Here’s what happened: once Pass/No Record was over, I felt like I was on a boat that was sinking. Actually, that’s how I felt for my first three and a half years at MIT. The boat was always sinking and I was always running around trying to figure out what to throw overboard next. What can go? What can go? That which could go, inevitably went, because there are only so many hours in the day. To my surprise, I felt lighter and more free to pursue my interests, without the burden of commitments I wasn’t totally devoted to. As the semesters went by, I developed priorities alongside breadth, and it became easier and easier to shed.

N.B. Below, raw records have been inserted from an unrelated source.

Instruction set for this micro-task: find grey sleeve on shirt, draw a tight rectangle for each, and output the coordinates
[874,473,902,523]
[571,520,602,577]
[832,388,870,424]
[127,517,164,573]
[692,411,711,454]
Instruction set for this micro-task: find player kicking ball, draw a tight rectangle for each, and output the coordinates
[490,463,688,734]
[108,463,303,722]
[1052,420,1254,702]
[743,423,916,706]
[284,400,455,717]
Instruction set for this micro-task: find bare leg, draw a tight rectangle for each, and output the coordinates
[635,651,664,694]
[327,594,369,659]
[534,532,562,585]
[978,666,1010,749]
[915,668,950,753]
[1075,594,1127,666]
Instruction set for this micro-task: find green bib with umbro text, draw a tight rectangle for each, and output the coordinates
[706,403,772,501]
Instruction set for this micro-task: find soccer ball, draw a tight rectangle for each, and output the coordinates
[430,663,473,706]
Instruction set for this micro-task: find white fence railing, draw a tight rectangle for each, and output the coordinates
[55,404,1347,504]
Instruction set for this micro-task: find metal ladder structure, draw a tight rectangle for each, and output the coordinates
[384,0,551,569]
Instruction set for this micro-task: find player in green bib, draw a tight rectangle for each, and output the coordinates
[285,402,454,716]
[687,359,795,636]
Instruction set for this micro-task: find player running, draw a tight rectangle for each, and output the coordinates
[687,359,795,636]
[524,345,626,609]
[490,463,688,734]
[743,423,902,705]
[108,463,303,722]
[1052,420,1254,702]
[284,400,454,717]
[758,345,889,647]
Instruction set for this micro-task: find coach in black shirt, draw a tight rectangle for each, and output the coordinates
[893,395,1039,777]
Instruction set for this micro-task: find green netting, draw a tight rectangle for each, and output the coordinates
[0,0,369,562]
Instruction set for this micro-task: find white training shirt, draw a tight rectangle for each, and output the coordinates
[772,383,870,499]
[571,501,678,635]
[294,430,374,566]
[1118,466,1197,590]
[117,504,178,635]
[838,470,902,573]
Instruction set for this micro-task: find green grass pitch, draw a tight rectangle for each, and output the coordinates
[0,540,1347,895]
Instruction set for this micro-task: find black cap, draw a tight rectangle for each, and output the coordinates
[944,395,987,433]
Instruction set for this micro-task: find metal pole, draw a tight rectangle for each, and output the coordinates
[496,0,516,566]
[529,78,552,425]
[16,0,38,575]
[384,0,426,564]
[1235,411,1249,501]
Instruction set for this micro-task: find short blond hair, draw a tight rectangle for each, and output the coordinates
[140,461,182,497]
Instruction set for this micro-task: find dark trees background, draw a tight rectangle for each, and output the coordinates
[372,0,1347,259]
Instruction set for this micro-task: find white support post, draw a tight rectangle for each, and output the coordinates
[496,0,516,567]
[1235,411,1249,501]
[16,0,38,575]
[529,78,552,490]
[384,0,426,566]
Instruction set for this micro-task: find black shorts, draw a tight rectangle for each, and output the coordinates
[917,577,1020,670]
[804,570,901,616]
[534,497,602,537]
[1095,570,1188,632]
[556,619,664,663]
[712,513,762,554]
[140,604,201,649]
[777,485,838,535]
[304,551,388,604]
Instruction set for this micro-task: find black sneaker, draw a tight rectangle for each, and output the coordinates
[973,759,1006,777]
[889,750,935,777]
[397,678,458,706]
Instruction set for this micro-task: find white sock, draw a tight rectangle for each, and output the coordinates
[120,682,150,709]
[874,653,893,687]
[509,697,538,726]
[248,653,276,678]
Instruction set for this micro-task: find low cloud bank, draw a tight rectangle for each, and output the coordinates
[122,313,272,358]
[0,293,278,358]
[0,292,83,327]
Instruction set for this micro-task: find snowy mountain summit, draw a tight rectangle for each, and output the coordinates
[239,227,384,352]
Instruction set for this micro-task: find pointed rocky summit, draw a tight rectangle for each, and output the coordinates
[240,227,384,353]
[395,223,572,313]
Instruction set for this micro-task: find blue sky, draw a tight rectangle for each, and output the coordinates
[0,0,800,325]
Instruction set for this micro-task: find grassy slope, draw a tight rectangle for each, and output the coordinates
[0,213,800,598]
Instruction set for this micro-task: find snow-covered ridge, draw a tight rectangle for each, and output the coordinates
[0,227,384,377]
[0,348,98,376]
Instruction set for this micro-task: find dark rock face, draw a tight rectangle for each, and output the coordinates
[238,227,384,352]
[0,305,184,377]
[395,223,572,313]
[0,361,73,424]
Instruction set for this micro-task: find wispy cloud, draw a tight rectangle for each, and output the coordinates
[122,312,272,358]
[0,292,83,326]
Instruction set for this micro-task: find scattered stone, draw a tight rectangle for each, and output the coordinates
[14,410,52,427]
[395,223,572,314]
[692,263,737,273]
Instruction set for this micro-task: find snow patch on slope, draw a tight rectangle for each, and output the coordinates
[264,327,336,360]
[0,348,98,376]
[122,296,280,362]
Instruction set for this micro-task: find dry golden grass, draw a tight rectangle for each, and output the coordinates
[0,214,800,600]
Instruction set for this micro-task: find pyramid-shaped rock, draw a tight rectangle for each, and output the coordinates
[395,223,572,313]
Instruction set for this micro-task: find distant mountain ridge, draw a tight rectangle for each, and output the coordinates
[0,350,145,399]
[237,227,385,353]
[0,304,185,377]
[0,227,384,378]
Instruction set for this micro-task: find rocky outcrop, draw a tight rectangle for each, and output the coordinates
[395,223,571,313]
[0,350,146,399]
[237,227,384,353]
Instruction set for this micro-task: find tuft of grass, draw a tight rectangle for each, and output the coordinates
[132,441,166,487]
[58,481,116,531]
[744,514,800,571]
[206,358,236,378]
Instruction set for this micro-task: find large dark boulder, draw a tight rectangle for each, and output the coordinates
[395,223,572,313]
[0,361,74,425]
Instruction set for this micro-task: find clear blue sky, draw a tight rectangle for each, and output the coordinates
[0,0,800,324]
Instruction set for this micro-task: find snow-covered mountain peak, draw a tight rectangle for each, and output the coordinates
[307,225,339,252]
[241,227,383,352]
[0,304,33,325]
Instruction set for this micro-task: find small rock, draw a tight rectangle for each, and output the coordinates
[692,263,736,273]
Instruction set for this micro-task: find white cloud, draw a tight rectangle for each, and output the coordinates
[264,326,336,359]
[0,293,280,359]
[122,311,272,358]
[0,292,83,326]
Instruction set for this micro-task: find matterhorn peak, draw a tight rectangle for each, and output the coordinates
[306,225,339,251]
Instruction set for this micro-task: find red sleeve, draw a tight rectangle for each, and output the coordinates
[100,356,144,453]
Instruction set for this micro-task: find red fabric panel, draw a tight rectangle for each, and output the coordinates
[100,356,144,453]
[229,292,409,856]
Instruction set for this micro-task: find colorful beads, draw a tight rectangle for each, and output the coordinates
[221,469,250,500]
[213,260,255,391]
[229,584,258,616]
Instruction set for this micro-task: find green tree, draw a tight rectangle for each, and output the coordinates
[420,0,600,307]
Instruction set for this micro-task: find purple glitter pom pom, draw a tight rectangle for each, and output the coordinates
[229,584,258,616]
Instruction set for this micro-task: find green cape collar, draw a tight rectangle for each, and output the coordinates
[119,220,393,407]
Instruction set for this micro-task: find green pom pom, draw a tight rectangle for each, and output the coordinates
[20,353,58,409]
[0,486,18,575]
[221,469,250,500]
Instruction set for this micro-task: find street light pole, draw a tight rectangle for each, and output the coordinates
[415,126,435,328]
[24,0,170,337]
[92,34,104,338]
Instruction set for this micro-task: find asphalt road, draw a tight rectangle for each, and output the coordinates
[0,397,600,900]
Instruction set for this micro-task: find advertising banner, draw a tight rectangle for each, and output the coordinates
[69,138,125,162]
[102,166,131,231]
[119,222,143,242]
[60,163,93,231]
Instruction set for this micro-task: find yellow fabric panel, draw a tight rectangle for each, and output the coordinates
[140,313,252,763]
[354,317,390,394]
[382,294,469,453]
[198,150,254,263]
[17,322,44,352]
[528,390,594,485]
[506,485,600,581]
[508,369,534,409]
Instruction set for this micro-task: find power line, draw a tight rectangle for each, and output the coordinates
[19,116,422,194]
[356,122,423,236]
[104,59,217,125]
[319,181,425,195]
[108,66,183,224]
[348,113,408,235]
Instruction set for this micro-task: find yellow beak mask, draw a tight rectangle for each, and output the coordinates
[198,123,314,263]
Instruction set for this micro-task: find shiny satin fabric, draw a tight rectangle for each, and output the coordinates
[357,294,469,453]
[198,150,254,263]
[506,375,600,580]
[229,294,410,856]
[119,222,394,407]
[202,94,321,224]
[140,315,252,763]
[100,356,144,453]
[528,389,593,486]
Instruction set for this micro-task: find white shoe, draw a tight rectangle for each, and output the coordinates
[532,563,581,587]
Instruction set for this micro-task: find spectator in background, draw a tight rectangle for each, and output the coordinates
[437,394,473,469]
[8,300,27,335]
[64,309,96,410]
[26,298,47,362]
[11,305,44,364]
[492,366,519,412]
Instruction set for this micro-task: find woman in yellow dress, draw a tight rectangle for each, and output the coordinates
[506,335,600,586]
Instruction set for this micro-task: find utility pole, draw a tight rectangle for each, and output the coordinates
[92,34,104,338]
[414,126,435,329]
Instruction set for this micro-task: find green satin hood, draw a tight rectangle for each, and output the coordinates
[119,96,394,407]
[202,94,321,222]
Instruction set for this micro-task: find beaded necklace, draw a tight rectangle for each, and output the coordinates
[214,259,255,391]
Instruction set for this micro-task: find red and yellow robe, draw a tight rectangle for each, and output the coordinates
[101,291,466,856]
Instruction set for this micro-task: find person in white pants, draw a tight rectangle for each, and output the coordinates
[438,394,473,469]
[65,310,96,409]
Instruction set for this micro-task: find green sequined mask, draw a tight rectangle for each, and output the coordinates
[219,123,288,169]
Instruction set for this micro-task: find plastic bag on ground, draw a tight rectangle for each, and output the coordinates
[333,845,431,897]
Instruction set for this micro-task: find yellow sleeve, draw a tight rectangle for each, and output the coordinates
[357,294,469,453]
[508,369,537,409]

The shedding process required a lot of trial and error. In order to figure out what could go overboard and what had to stay, I switched research areas a number of times, took classes in many different departments (3, 5, 7, 8, 9, 12, 16, 18, 21L, 21W, 24), and joined and left clubs. Sometimes I tossed something out, realized “wait no! I can’t live without that!” and brought it back. Other times I kept something on board for way too long and then wondered why do I have this thing, anyway?
Throughout the process, I reflected on what I was doing with family, friends and professors out loud, and with myself through writing. That was important.
Here’s the catch: you can only shed so much while you remain in the same place. When you remain on the same campus or even in the same city, there will always be commitments leaking over from a time when you didn’t understand what it is that you need. When you don’t pick up and move, it’s difficult to start from scratch. MIT gave me the resources to learn about myself and articulate my priorities – and for that I will always be grateful! But for exactly that reason, as a second semester senior I found myself eager to shake loose and start all over again. I couldn’t do that while I remained at MIT, and I don’t think I could have done that while I remained in Boston. I love both of those places, but I want to start all over again with this newly-developed understanding of myself. And so I was excited to leave a place I love.
* * *
Although I wasn’t sad to leave MIT, I was very sad to leave the people I came to know there. I didn’t have a “group of friends” in college the same way I had a group of friends in high school. My most precious MIT friendships grew out of many different names, numbers and acronyms: CPW, French House, New House, MIT Admissions, 24.900, MTG, Course 8, and so on. Some of my friends never met each other. This made it more difficult to plan social gatherings, and sometimes I got tired of telling one story several times to several people separately, but at the end of the day it just meant that I cultivated many independent close relationships. I learned that I like knowing many different kinds of people.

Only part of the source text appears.